The state Senate approved a measure Tuesday to add liquefied propane to Maine’s Dig Safe law in response to a deadly explosion on Sept. 16, 2019, in Farmington . The bill, which was approved by the House, will go to the governor to be signed. Sun Journal file photo

AUGUSTA — The state Senate voted Tuesday to pass a bill requiring liquefied propane to be added to Maine’s Dig Safe law.

The House of Representatives approved the measure last week.

The bill goes to Gov. Janet Mills to decide if she will sign it into law. Because it is emergency legislation, the bill has to be signed within 10 business days. If she approves, the changes will go into effect immediately.

The addition is in response to last year’s propane explosion at LEAP Inc.’s building on Routes 2 and 27  in Farmington that killed one firefighter, injured six others and a building supervisor.

Danielle Bell Flannery, whose father, Fire Rescue Capt. Michael Bell, died in the Sept. 16, 2019 explosion, testified Jan. 21 at a public hearing on LD 1892 that installation of a bollard, a short safety post near the LEAP building, severed an underground propane line, and that the tragedy was “preventable and never should have happened.”

The explosion “was caused when a bollard was augured into place, slicing open the underground propane line at the LEAP facility,” according to Flannery’s written statement to the Legislature’s Joint Standing Committee on Energy, Utilities and Technology.
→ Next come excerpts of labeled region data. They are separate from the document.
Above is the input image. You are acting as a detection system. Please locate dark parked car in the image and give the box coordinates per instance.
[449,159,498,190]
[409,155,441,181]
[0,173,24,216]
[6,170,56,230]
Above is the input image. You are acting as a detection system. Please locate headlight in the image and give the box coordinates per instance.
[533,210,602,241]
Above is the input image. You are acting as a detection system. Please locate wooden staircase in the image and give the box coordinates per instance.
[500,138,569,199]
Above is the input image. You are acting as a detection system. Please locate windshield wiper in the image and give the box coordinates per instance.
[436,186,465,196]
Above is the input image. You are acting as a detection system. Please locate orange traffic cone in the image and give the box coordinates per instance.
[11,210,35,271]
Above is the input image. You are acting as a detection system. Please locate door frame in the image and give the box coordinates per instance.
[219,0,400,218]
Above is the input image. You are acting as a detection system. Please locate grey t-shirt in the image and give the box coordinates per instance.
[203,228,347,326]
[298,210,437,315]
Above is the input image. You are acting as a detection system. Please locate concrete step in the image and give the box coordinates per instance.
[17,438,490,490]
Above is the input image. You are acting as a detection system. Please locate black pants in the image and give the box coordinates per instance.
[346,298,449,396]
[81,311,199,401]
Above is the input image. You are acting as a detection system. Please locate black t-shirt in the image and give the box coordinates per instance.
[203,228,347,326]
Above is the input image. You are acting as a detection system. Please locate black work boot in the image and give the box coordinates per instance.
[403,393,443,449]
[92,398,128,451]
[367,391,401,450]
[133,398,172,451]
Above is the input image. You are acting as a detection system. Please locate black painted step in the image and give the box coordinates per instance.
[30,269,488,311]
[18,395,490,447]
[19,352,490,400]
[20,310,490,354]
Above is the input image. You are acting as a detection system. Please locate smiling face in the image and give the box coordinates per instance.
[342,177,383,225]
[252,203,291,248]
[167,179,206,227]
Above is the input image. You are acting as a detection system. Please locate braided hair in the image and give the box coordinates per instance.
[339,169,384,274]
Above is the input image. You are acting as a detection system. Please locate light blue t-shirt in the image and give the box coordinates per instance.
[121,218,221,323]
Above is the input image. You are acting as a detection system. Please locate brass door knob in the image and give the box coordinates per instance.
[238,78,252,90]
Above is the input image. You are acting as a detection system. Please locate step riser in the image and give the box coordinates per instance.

This being an emergency measure, a two-thirds vote of the House and Senate was necessary. The bill, LD 1892, “An Act To Make Changes to the So-called Dig Safe Law, was submitted by Rep. Seth Berry, D-Bowdoinham, and co-sponsored by Sen. Russell Black, R-Wilton, and Rep. H. Scott Landry, D-Farmington, in response to the deadly blast.

Findings from the Office of State Fire Marshal released Jan. 24 revealed the explosion was ignited days after an underground propane line was severed during the installation of one of four bollards, or safety posts, drilled into the ground near the building.

Investigators concluded the propane leaked from the severed line and led to the explosion that leveled the LEAP Inc. building. The cause of ignition has not been determined.